Ungeachtet dessen ist in der Zahlung der Schlussrechnung im Anschluss an die Räumung des Zimmers kein Annahmewille im vorgenannten Sinne (vgl. E. 2.b.cc) erkennbar. Die Beklagte zog keinerlei Nutzen aus der Zahlung, konnte aber gleichwohl einen zukünftigen Schaden von der Erbschaft durch allfällige Zinsenläufe oder Betreibungskosten abwenden. Dies gilt ohne Rücksicht darauf, ob die Beklagte von der Überschuldung Kenntnis hatte oder nicht. Denn es ergibt sich sinnlogisch – entgegen den Ausführungen des Klägers – nicht, weshalb die Annahme einer Erbschaft eher gegeben sein sollte, wenn eine Schuld einer überschuldeten Erbschaft bezahlt wird, als wenn die Erbschaft nicht überschuldet gewesen wäre. Viel eher wäre in solchen Fällen eine Haftung der Erbin gegenüber der Erbmasse aus Geschäftsführung ohne Auftrag denkbar. Dagegen ist ohne Weiteres von einem Annahmewille auszugehen, wenn die Zahlung der Begleichung einer Schuld gegenüber der Erbin selber oder einer ihr nahestehenden Personen dient. Eine solche Situation liegt jedoch nicht vor. Entsprechend ist bei der Zahlung der Schlussrechnung des Alters- und Pflegeheims K. von einer Verwaltungshandlung auszugehen.
c) Insgesamt ist die Vorinstanz somit zu Recht davon ausgegangen, dass die Ausschlagung aufgrund der amtlichen Feststellung der Überschuldung zu vermuten war und gleichzeitig keine Einmischungshandlungen der Beklagten stattgefunden hatten. Somit ist die Beklagte nicht Erbin von D.__ sel. und mangelt es ihr an der Passivlegitimation im vorliegenden Verfahren. Die Berufung ist entsprechend abzuweisen.
3. Eine Auseinandersetzung mit einer allfälligen Verjährung der Forderung erübrigt sich vor diesem Hintergrund.
IV.
1. Bei diesem Verfahrensausgang und mangels separater Anfechtung bleibt die Regelung der Kosten- und Entschädigungsfolgen im angefochtenen Entscheid unverändert.
2. Die Gerichtskosten des Berufungsverfahrens von Fr. 16'000.00 (Art. 10 Ziff. 221 GKV) hat unter Verrechnung mit seinem Kostenvorschuss in gleicher Höhe der unterliegende Kläger zu bezahlen (Art. 106 Abs. 1 und Art. 111 Abs. 1 ZPO).
3. Sodann hat der Kläger die Beklagte für deren Parteikosten im Berufungsverfahren mit Fr. 5'380.00 (Streitwert: Fr. 94'000.00 [Euro 100'000.00; Wechselkurs am 03.02.2025: 0.94; Art. 13 Abs. 2 HonO]; mittleres Honorar Fr. 11'960.00 [Art. 14 lit. c HonO], davon 40% = Fr. 4'784.00 [Art. 26 Abs. 1 lit. a HonO], zuzüglich 4% pauschal für Barauslagen =
Fr. 191.35 [Art. 28bis HonO], zzgl.
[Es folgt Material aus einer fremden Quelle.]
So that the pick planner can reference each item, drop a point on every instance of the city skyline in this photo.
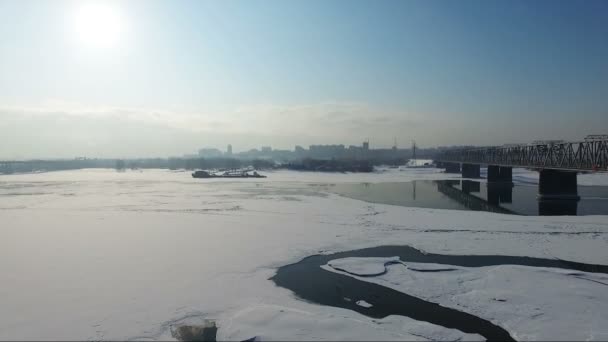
(154, 78)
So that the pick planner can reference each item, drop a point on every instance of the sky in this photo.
(149, 78)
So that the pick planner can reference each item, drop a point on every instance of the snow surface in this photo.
(526, 301)
(105, 255)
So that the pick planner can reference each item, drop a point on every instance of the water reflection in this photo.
(500, 193)
(469, 201)
(505, 198)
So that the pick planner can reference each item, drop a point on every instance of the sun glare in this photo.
(98, 25)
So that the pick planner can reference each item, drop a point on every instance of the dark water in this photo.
(472, 195)
(310, 282)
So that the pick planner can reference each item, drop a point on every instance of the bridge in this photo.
(557, 161)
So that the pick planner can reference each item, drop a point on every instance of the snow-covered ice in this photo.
(100, 254)
(531, 303)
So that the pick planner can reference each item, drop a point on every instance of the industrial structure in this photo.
(557, 161)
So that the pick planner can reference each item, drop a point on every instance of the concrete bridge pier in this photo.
(451, 167)
(500, 174)
(557, 185)
(499, 192)
(470, 186)
(471, 170)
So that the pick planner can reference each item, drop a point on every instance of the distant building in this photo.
(209, 153)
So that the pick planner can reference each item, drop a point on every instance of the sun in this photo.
(98, 25)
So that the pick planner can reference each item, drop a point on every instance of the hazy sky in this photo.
(158, 78)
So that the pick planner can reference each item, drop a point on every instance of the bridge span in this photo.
(557, 162)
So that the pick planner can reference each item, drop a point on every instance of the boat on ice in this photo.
(227, 174)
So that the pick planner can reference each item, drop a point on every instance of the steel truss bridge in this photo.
(589, 155)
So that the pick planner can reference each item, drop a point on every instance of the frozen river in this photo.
(100, 254)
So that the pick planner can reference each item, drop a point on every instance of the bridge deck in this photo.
(572, 156)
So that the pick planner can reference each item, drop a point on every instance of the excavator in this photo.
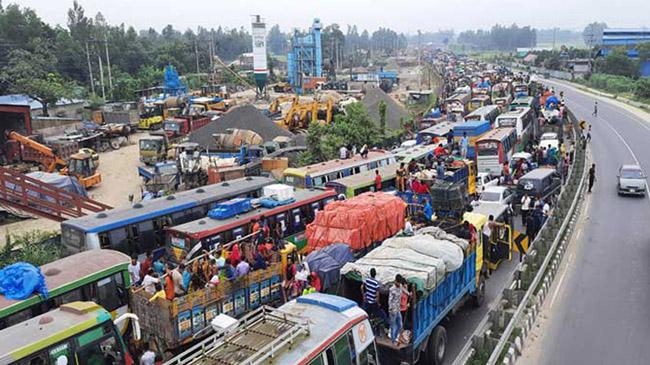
(301, 115)
(80, 165)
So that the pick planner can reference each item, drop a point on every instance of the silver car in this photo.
(631, 180)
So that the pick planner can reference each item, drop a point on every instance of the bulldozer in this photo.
(80, 165)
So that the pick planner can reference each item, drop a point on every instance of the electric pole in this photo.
(90, 70)
(108, 64)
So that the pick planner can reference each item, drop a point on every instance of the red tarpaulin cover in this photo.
(357, 222)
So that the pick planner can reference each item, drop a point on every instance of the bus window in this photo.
(318, 360)
(98, 347)
(111, 292)
(342, 351)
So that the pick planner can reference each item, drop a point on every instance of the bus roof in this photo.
(184, 200)
(329, 317)
(440, 129)
(366, 177)
(48, 329)
(414, 152)
(208, 226)
(515, 113)
(337, 164)
(496, 134)
(486, 109)
(61, 272)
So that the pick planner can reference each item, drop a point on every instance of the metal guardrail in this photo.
(495, 330)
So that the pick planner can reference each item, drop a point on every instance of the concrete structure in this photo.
(628, 38)
(306, 57)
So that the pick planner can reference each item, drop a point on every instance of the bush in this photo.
(642, 88)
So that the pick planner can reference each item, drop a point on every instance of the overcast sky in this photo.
(402, 15)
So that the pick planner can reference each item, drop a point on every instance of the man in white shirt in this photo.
(149, 282)
(525, 207)
(343, 153)
(134, 270)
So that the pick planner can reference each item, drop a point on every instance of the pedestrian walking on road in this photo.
(595, 113)
(592, 176)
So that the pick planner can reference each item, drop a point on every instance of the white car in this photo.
(496, 194)
(549, 138)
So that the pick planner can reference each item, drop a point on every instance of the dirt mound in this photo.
(242, 117)
(394, 111)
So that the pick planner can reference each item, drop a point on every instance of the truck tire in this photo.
(436, 346)
(479, 296)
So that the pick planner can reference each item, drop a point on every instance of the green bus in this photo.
(77, 333)
(351, 186)
(100, 276)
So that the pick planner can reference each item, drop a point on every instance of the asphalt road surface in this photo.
(600, 307)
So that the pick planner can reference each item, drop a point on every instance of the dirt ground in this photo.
(119, 179)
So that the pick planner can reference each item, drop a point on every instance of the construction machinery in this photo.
(301, 115)
(80, 165)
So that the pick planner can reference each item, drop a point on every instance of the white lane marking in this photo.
(629, 149)
(558, 287)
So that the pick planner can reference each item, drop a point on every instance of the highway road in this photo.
(600, 302)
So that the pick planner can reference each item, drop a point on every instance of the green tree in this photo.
(382, 117)
(32, 74)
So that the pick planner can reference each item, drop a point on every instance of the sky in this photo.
(406, 16)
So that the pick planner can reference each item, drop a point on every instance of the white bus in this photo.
(314, 329)
(522, 120)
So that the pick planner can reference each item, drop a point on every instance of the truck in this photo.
(183, 125)
(437, 291)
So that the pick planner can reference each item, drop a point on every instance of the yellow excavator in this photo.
(80, 165)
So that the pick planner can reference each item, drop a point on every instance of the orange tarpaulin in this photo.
(357, 222)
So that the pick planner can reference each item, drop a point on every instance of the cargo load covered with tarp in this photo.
(21, 280)
(328, 261)
(357, 222)
(422, 260)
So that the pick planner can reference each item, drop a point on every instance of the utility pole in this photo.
(108, 64)
(90, 70)
(101, 75)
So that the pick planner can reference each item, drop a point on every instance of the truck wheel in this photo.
(436, 346)
(479, 297)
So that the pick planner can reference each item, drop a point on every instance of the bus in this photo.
(495, 148)
(418, 153)
(210, 233)
(522, 102)
(354, 185)
(435, 134)
(100, 276)
(522, 120)
(488, 112)
(139, 228)
(317, 175)
(314, 329)
(76, 333)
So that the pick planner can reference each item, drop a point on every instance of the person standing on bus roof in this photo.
(394, 308)
(377, 181)
(464, 145)
(134, 270)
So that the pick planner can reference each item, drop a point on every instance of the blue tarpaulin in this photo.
(20, 280)
(328, 261)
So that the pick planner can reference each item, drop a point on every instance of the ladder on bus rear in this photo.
(19, 191)
(258, 336)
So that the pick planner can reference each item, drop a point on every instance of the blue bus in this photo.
(141, 227)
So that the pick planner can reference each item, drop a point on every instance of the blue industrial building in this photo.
(629, 38)
(306, 57)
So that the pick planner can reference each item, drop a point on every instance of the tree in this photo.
(382, 117)
(593, 34)
(32, 74)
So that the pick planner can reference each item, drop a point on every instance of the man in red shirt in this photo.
(377, 181)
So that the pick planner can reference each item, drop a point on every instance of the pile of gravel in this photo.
(394, 111)
(242, 117)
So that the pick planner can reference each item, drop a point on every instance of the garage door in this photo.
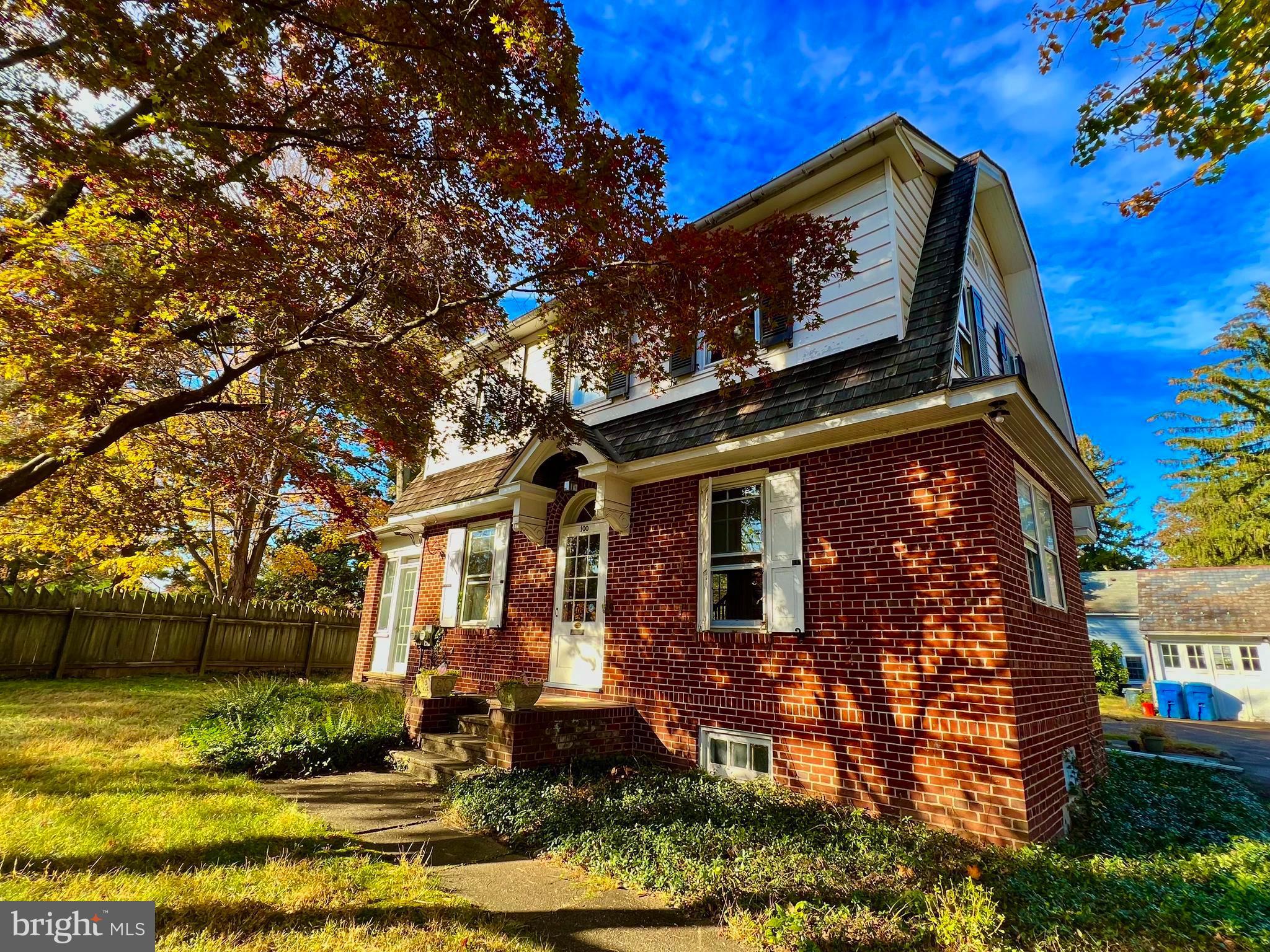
(1237, 669)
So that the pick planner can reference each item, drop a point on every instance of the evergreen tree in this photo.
(1222, 514)
(1121, 544)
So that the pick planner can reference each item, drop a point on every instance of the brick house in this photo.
(858, 579)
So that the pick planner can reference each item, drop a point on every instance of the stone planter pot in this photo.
(436, 684)
(518, 696)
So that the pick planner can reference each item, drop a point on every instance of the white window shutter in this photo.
(783, 545)
(498, 573)
(454, 578)
(704, 597)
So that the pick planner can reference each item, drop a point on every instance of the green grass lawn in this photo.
(98, 801)
(1171, 857)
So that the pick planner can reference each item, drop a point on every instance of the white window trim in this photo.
(1037, 489)
(744, 479)
(705, 734)
(395, 558)
(463, 579)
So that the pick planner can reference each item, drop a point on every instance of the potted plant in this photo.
(437, 682)
(1147, 701)
(1152, 739)
(518, 695)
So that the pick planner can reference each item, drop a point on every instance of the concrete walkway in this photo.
(394, 814)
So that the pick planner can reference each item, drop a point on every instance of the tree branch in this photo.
(33, 52)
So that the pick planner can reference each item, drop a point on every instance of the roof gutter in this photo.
(812, 167)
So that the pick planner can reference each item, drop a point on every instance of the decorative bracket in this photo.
(530, 505)
(613, 500)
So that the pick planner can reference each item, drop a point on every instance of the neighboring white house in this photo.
(1112, 612)
(1208, 626)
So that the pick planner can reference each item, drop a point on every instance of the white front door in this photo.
(401, 588)
(578, 622)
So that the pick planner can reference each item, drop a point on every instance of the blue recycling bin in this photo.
(1199, 701)
(1169, 700)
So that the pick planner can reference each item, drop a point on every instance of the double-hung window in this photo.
(737, 555)
(750, 550)
(1249, 658)
(474, 586)
(1223, 660)
(478, 570)
(1137, 667)
(1041, 544)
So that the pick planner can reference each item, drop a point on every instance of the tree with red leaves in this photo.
(339, 192)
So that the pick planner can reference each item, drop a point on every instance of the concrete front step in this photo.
(458, 747)
(474, 725)
(429, 767)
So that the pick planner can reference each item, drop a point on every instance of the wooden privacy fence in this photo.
(45, 631)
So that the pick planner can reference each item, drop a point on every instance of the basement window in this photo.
(735, 754)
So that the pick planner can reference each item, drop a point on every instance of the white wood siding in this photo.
(986, 278)
(858, 311)
(913, 203)
(450, 452)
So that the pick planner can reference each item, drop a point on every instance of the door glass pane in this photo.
(409, 580)
(386, 596)
(579, 589)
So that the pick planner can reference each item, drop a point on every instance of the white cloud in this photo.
(825, 65)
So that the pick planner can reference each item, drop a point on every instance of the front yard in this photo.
(99, 801)
(1173, 858)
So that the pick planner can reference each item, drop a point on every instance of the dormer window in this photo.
(972, 337)
(579, 397)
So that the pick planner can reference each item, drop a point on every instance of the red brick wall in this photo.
(549, 735)
(930, 683)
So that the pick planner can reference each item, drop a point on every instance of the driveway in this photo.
(1248, 744)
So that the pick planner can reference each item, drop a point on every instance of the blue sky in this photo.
(745, 90)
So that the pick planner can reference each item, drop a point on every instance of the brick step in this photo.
(458, 747)
(474, 725)
(431, 769)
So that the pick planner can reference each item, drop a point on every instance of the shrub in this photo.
(1109, 672)
(275, 728)
(1169, 857)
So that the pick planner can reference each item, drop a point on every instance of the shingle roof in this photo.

MwSt. von 8.1% = Fr. 403.00 [Art. 29 HonO], gerundet) zu entschädigen (Art. 111 Abs. 2 ZPO).
Dispositiv
Entscheid
1. Die Berufung wird abgewiesen.
2. A.__ hat die Gerichtskosten des Berufungsverfahrens von Fr. 16'000.00 zu bezahlen. Die Gerichtskosten werden mit dem von ihm geleisteten Kostenvorschuss in gleicher Höhe verrechnet.
3. A.__ hat B.__ für deren Parteikosten im Berufungsverfahren mit Fr. 5'380.00 zu entschädigen.